Yesterday I was talking to a male friend of mine about my most recent dating mishap.  He listened patiently and then said, very matter-of-factly, “You need to go back to dating like a guy.  It’s that simple.”  Sure it is….. huh???

When I explained that I wasn’t sure what he meant, he sighed, and in that voice you use when you’re talking to either a toddler or a slightly demented senior, he said (and I am going to quote him as directly as I can):

“Men and women are different, and they approach dating really differently.  Most guys don’t date to find a relationship.  They date to get laid.  If it ends up as more, then great.  That’s why it’s called ‘falling in love’ and not ‘planning on love.’  When we fall in love, we just kind of wake up one morning and realize that — damn! — we’re crazy in love with this girl.  We don’t see it coming or anticipate it.  Guys are much better at dating without expectation.  They just see where it goes and when it doesn’t work out, they tend to write it off as being good while it lasted, without having to label it as a ‘mistake’ or a ‘waste of time.’  Women spend a lot of time regretting men, but we don’t usually spend much time regretting you.  We just move on.  ”

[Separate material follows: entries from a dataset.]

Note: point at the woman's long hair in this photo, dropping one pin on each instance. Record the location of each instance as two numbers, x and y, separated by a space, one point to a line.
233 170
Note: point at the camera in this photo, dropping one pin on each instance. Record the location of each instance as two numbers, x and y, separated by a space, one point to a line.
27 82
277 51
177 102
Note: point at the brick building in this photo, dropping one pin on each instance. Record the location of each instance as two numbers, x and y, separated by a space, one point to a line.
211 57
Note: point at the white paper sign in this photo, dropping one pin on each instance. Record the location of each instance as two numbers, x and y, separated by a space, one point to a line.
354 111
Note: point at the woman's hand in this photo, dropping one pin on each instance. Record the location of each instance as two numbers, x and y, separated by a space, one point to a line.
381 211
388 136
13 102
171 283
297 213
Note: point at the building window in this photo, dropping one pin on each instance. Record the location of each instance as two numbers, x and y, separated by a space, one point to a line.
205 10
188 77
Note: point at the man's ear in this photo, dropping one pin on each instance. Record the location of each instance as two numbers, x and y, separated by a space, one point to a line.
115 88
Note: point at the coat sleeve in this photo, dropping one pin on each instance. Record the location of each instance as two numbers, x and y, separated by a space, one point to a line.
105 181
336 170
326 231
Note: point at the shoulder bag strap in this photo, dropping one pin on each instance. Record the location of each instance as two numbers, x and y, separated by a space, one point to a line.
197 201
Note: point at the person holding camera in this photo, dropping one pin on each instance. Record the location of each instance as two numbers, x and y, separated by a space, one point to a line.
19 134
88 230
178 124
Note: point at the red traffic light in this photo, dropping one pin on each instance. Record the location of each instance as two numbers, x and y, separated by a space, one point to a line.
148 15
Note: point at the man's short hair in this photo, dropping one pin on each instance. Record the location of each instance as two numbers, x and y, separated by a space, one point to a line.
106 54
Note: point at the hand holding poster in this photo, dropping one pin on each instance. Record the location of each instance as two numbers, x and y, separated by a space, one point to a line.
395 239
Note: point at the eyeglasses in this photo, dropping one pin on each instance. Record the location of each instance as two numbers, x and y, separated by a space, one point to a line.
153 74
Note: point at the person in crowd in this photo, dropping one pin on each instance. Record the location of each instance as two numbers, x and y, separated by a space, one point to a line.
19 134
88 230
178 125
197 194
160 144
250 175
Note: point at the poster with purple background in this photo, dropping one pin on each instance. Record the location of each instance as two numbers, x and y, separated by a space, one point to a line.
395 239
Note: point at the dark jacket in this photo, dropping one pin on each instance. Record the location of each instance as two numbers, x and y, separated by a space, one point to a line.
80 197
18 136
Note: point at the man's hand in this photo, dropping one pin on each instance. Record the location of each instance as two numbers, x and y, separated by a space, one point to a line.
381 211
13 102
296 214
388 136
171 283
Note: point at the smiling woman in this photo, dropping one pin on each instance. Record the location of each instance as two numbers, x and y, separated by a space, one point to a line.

Hmmmm…   I had to admit that he had just possibly provided the most succinct and accurate summary of the male/female dating divide that I’d ever heard.  But what was I to do with this information?

And again, in the overly patient, slightly bemused voice he explained:

“A year ago, you were great at dating.  You dated lots of different people and you just did it for fun.  And you didn’t put up with any shit.  As soon as some guy stepped out of line, you got rid of him.  You weren’t a bitch about it, but you didn’t grant a lot of second chances.  You weren’t looking for anything, and — if I remember correctly — you’ve told me that you weren’t in a position emotionally to offer a guy anything real even if he had wanted more.  You were dating without expectation.  You were dating like a guy.  So your chances of getting hurt were pretty slim.  Pretty hard to get hurt when you’re not invested in the outcome.  I think you need to go back to that.  I think it’s healthier.  Quit giving away the best parts of you — and I don’t mean sex, either — to any guy you like.  They haven’t earned the right to be your friend or know your secrets or get under your skin.  Just have fun and quit thinking about what they need and focus on yourself and what feels good to you.  We don’t spend much time wondering what you need, at least in the beginning.   It’s okay to be a little selfish.  If they’re really worth it, they’ll stick around and then you’ll know.”

So, the moral of the story is that I should start dating like a guy again?

“Yeah,” he said.  “Or maybe you should just stop dating dickheads.  That would do it, too.”